There are even a few horror-tinged episodes (often dealing with Aboriginal superstitions), and mysteries. One delivers the Lifeboat-on-a-stagecoach premise that would fuel the spy episode of The Adventures of Brisco County Jr. thirty-some years later: one of the five passengers on the stage is a murderer (sworn to kill Cobb), but which one? My favorite episode treads into Treasure of the Sierra Madre/Raiders of the Lost Ark territory: in "Secret of the Screaming Hills," Cobb acquires a treasure map from a dying man. It leads him into mountains that "scream" as the wind whistles furiously through holes in the rock. Astley incorporates this screaming into the music, creating a haunting scene in which Cobb digs through the night where X marks the spot as the wind wails and the sky darkens. It really reminded me of the later Raiders sequence in which Indy digs through the night for the Ark. The treasure itself is unique and rewarding. Rather than gold, it’s a more valuable natural resource, the same sort that would later attract Dominic Greene...

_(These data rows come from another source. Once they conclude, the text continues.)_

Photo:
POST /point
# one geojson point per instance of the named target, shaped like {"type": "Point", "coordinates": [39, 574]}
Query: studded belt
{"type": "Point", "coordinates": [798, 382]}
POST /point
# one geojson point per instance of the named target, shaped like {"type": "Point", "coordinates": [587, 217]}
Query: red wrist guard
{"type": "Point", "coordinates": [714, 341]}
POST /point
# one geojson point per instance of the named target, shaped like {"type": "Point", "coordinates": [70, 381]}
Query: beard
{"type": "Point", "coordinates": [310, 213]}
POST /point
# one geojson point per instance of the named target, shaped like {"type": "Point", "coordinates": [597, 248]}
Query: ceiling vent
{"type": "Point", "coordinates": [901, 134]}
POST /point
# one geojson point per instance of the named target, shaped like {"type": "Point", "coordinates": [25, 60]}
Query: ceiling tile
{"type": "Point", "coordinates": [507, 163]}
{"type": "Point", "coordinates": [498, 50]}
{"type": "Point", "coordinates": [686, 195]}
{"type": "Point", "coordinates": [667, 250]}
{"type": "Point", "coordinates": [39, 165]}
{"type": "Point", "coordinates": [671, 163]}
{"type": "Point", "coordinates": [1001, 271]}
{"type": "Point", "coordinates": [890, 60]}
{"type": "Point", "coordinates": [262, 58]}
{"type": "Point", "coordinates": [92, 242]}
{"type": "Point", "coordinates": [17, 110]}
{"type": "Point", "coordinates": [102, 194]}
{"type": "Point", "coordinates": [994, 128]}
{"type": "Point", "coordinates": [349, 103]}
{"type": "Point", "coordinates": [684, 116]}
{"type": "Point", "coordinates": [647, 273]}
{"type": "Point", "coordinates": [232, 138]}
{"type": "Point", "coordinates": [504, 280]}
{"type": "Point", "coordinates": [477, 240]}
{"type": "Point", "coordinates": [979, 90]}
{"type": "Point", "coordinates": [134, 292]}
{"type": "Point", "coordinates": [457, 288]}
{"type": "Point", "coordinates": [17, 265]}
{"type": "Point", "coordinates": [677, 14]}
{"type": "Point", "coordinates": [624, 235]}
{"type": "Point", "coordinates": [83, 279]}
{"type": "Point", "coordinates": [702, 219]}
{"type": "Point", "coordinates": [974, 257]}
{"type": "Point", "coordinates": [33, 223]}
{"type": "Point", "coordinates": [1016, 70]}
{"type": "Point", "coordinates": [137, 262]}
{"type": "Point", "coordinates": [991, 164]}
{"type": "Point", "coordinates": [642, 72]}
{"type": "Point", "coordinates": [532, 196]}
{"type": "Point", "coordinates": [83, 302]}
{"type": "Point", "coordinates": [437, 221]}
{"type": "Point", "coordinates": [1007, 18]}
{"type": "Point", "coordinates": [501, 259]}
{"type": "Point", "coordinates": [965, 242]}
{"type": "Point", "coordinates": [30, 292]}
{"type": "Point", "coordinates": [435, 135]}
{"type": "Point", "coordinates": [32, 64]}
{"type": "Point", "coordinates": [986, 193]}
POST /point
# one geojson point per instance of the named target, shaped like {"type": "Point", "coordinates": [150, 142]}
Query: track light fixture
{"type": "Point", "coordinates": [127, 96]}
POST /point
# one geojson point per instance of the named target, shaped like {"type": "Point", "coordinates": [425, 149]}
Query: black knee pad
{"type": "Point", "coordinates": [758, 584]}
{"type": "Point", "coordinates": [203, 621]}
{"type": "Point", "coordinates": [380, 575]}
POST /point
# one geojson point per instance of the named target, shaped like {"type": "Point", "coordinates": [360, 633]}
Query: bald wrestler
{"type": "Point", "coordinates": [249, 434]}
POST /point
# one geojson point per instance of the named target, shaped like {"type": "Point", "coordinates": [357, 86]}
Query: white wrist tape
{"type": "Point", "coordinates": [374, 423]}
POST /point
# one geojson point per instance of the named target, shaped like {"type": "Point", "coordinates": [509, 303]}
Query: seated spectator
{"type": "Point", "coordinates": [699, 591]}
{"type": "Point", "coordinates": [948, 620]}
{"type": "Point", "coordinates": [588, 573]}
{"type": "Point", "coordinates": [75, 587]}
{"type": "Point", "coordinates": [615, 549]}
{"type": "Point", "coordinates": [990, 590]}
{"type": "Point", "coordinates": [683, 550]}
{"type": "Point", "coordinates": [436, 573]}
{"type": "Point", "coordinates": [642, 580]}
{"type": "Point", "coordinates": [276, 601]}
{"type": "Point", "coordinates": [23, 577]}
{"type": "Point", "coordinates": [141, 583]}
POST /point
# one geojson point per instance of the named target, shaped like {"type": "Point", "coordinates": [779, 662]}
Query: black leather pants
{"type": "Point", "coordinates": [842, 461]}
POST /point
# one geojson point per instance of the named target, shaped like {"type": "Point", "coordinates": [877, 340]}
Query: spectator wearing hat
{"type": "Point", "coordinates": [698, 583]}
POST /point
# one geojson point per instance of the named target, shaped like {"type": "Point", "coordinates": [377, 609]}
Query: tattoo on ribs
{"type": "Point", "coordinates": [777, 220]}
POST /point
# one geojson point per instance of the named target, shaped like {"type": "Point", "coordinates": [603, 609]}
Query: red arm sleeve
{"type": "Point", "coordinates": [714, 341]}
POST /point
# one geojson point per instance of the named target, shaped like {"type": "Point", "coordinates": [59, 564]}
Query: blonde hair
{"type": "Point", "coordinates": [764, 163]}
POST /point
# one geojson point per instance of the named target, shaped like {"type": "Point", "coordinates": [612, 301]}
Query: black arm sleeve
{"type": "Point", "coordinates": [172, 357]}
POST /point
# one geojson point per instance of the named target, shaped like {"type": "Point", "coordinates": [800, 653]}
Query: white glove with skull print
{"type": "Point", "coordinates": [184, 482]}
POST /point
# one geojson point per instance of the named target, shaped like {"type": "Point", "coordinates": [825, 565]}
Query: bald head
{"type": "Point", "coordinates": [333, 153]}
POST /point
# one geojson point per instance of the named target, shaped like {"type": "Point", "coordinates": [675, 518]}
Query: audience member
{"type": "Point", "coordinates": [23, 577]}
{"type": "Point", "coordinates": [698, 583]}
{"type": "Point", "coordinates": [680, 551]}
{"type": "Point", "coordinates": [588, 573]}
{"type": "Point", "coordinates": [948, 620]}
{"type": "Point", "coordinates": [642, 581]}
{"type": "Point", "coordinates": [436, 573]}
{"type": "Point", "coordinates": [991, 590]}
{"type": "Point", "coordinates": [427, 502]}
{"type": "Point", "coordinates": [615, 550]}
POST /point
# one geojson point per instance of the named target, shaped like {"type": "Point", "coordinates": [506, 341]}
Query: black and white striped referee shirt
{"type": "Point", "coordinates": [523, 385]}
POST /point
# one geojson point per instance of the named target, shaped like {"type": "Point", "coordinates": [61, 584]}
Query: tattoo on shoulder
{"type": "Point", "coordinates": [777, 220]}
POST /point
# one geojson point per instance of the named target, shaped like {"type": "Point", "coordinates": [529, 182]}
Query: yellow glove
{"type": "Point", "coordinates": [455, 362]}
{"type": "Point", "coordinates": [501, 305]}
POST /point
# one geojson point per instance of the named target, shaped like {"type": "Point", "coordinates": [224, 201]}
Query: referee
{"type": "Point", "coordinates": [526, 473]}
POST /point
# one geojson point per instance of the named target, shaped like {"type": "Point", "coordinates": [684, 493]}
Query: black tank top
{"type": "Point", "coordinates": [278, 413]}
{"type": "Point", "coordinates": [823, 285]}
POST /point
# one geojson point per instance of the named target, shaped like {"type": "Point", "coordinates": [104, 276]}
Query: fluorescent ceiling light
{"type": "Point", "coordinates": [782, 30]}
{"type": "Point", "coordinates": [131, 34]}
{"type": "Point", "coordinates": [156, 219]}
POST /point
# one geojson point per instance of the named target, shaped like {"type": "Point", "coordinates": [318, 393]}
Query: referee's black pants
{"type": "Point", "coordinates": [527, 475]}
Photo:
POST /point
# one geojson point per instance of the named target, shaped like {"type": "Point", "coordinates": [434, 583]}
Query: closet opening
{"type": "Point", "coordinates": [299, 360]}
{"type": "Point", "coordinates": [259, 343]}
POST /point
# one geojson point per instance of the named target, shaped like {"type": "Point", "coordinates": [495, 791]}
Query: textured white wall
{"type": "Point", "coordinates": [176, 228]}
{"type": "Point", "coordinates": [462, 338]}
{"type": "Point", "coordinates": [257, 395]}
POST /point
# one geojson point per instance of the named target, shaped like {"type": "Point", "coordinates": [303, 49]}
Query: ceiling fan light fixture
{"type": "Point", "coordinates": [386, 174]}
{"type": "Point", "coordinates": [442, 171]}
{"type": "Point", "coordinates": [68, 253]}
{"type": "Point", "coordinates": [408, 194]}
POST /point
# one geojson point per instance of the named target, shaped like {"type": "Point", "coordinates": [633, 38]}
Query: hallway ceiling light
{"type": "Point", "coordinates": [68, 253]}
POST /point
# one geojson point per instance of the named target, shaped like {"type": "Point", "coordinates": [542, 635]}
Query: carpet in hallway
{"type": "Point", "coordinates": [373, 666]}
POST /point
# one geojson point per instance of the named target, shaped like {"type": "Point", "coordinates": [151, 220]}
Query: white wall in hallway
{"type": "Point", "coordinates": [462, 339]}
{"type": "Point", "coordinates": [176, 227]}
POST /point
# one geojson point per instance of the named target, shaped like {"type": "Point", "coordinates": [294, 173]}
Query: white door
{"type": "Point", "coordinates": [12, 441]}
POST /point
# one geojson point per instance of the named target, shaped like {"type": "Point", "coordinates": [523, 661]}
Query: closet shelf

Whiplash is a great discovery for both Peter Graves fans and ITC fans. Despite the American genre and the Australian setting, it feels very much like the ITC shows that we know and love from later in the Sixties, dabbling in all sorts of genres, but generally delivering quality entertainment in a fairly unique form. Most episodes seem to end with a group of people cheering, and Graves grinning what could either be deemed a satisfied grin or a self-satisfied smirk. If that sort of ending holds any appeal to you (personally, I’d watch anything Graves smirked in), you’ll probably find yourself grinning as well.